It was too good to be true. You're hot, you called him poppet, and you were receptive to his flirting; too good to be true.
...
"Liam, hey! Can I borrow a horse?"
Nothing's better for clearing the mind than a good horse ride right before sunset, it's like long walks at the beach. Tyler often found that it was also great for dealing with break ups or, in this situation, not even making it to the talking stage.
He doesn't check his phone, doesn't even realize it's vibrating in place with it in the saddle bag. Instead, his eyes are straight ahead.
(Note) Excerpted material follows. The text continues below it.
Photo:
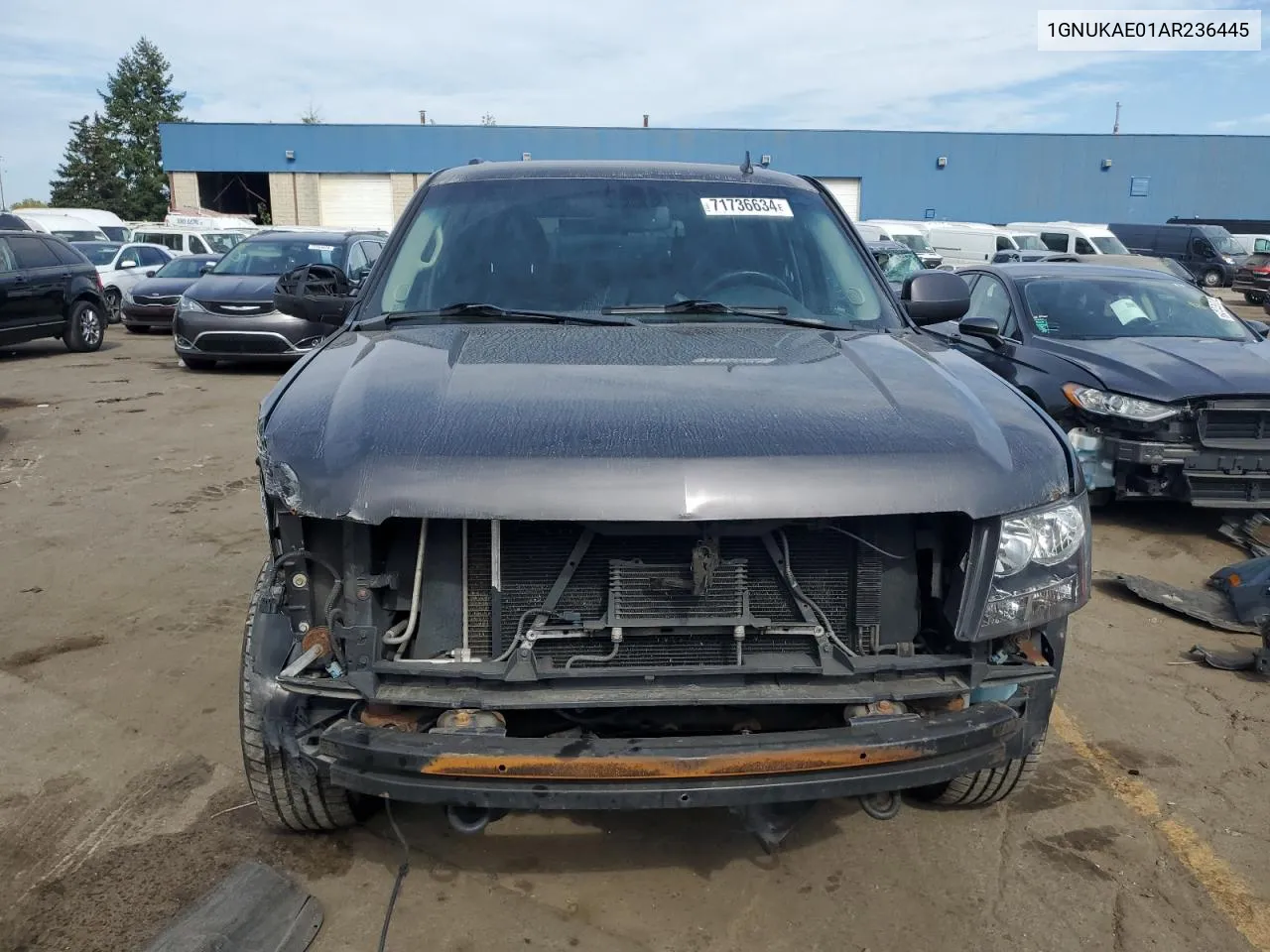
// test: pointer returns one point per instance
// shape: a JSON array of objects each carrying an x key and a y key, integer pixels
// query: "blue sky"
[{"x": 798, "y": 63}]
He's riding towards the sunset like it's the end of a movie, and what a poor, short movie it is.
It's fine. It's fine, it really is. It's not like he was already mashed, anyway, no sir! He's just disappointed. It's a big cavernous feeling in his chest like it's empty, when it's really filled with something none too good.
"Ah," Tyler sighs out, hopefully exhaling all them feelings. He pats the horse, watches its ears twitch as he talks. "You understand me, big guy?"
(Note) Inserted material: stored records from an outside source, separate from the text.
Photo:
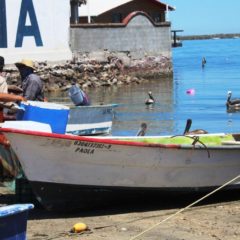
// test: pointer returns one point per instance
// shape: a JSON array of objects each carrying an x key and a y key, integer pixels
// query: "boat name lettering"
[
  {"x": 61, "y": 143},
  {"x": 84, "y": 150},
  {"x": 24, "y": 29},
  {"x": 92, "y": 145}
]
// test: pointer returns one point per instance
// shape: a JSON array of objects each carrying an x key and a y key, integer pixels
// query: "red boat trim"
[{"x": 87, "y": 139}]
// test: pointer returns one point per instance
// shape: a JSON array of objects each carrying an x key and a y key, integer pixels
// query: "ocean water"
[{"x": 206, "y": 108}]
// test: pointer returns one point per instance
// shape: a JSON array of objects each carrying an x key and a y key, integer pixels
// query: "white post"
[
  {"x": 167, "y": 17},
  {"x": 88, "y": 6}
]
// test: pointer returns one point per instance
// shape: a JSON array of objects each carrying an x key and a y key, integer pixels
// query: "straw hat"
[{"x": 26, "y": 63}]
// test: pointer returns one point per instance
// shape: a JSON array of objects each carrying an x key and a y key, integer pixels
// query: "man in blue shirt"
[{"x": 32, "y": 84}]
He's too caught up in feeling sorry for himself to hear someone else riding up beside him.
"Perfect spot for a first date, huh?"
"Holy shit, what the fuck?" Tyler damn near falls off his horse. He has to hold onto the reigns with white knuckles in order not to.
"You done airin' your lungs, poppet?" You only grin in return, pointing out your shirt pocket, at your phone. "I shot you a text."
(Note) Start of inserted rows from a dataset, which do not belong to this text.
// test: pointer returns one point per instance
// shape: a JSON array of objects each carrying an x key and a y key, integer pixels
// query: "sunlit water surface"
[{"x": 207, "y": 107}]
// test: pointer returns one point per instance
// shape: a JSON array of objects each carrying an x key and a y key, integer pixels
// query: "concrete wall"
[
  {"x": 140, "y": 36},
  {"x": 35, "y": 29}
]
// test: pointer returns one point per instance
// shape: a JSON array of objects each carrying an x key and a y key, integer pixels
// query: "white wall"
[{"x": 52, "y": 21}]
Tyler huddles closer to his horse's neck. Though he's still heaving recovering breaths, he finds the sass to say, "About a week late."
"Yeah, 'm sorry about that." You rub the back of your neck, your smile melting with shame. "I'm kind of a busy man."
"Oh, yeah?" He shoots back with furrowed brows and a scowl.
"Yeah, I totally deserve that." You bow your head a little, "It's just, I work the show all weekend, and I was so exhausted comin' back in on Tuesday that it totally slipped my mind."
Oh.
"Let me make it up to you?" You ask hopefully, looking at him with those sheep's eyes, and it makes him feel a little guilty.
"I'm sorry." Tyler says quickly, straightening up and all and mirroring your apologetic look.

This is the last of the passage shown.